Introduziu reformas constitucionais que facilitaram a volta do latifúndio e, de modo
geral, o monopólio dos recursos naturais por parte de poucos, cuja chamada
"globalização" do mercado não fez senão aumentar a exploração intensiva.
Assim, abriram-se fraturas na sociedade e inevitáveis desequilíbrios em algumas faixas
da população. De resto, no mundo, o sistema neoliberalista criou inevitavelmente muitos
Chiapas: do drama das crianças que costuram bolas de couro no Sudeste asiático, às
balsas de desesperados que aportam no sul da Itália, aos 20 milhões de desempregados na
Europa, apenas para citar os casos que se falam nos jornais destes últimos meses, mas que
não são nem mesmo os mais dramáticos". Mesmo assim o modelo liberalista parece o
único modelo econômico possível. "Não creio que o problema seja o de contrapor um
modelo alternativo. Creio que se deva ter um forte sentido crítico para com este modelo
de desenvolvimento e continuar a procurar soluções concretas para que seja realizada uma
melhor distribuição das riquezas. Além disso não se pode esquecer a fragilidade deste
modelo quando é aplicado nos países em desenvolvimento. A queda das bolsas asiáticas
foi um exemplo, mas se fossem colocados em fila todos os cracks acontecidos nos grandes
bancos nacionais da América Latina nestes anos, certamente não se teria a impressão de
que o neoliberalismo cause tranqüilidade à economia mundial. Não só globalização!
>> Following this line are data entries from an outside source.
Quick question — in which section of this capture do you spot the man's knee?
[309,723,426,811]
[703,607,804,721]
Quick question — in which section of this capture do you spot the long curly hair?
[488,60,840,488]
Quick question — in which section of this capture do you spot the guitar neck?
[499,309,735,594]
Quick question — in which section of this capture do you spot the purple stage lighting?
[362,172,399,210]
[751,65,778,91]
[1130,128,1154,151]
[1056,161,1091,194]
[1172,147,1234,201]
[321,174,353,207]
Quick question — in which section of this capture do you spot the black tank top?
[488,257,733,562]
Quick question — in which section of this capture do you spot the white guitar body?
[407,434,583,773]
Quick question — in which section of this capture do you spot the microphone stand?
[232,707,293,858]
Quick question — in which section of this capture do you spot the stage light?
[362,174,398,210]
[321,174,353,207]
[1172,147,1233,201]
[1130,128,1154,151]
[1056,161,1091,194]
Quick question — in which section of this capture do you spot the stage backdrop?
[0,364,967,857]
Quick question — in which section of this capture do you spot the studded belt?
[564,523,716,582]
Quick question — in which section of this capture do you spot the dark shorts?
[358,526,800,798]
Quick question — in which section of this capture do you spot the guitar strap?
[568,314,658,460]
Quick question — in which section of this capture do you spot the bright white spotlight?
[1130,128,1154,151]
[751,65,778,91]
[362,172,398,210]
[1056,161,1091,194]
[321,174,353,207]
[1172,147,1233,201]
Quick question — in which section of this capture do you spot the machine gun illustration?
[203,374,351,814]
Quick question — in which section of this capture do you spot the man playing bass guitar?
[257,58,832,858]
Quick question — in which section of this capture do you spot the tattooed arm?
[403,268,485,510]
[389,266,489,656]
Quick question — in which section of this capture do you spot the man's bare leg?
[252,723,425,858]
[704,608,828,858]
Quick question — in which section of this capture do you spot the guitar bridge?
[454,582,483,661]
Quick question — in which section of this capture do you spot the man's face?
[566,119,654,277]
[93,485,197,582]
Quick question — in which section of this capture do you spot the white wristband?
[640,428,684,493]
Isso é mercado selvagem no qual se vai apenas à procura da força de trabalho a baixo
custo. Temos de construir um sistema de desenvolvimento em que paz e justiça caminhem
juntos como me dizia alguns anos atrás padre Ernesto Balducci".
Exatamente
sobre o tema da paz e da justiça social a Refundação Comunista, mesmo com um caminho
diverso, encontra pontos em comum com a Igreja Católica. O senhor acha que seria útil
uma relação mais estável com a Igreja? "Estamos tentando um diálogo. Pois
confrontos de tipo puramente ideológico já não interessam mais, nem a nós e nem à
Igreja. Também na cultura comunista está se atenuando aquela desconfiança, herança de
um laicismo anti-clerical já superado. Quando nós defendemos algumas classes sociais,
como os operários, os desempregados e todos os excluídos do processo econômico,
encontramos um ponto de encontro com a Igreja que defende os pobres e os últimos. Mas, de
qualquer forma, nós partimos de pontos diversos, e não quero fazer confusão".
Concluiria
voltando rapidamente ao perigo de um recrudescimento do combate em Chiapas. O que o senhor
acha que pode ser feito para impedi-lo?
"Nós
europeus podemos fazer alguma coisa a nível diplomático. Explico: o parlamento europeu
aprovou um tratado comercial com o México no qual uma cláusula diz que os acordos estão
subordinados ao progresso dos direitos civis e humanitários. Geralmente estas cláusulas
são colocadas nos tratados internacioais por pura formalidade. A Europa, ao invés,
poderia ativá-las, obrigando o governo mexicano a resolver o problemas de Chiapas com uma
conferência de pacificação e não com a violência".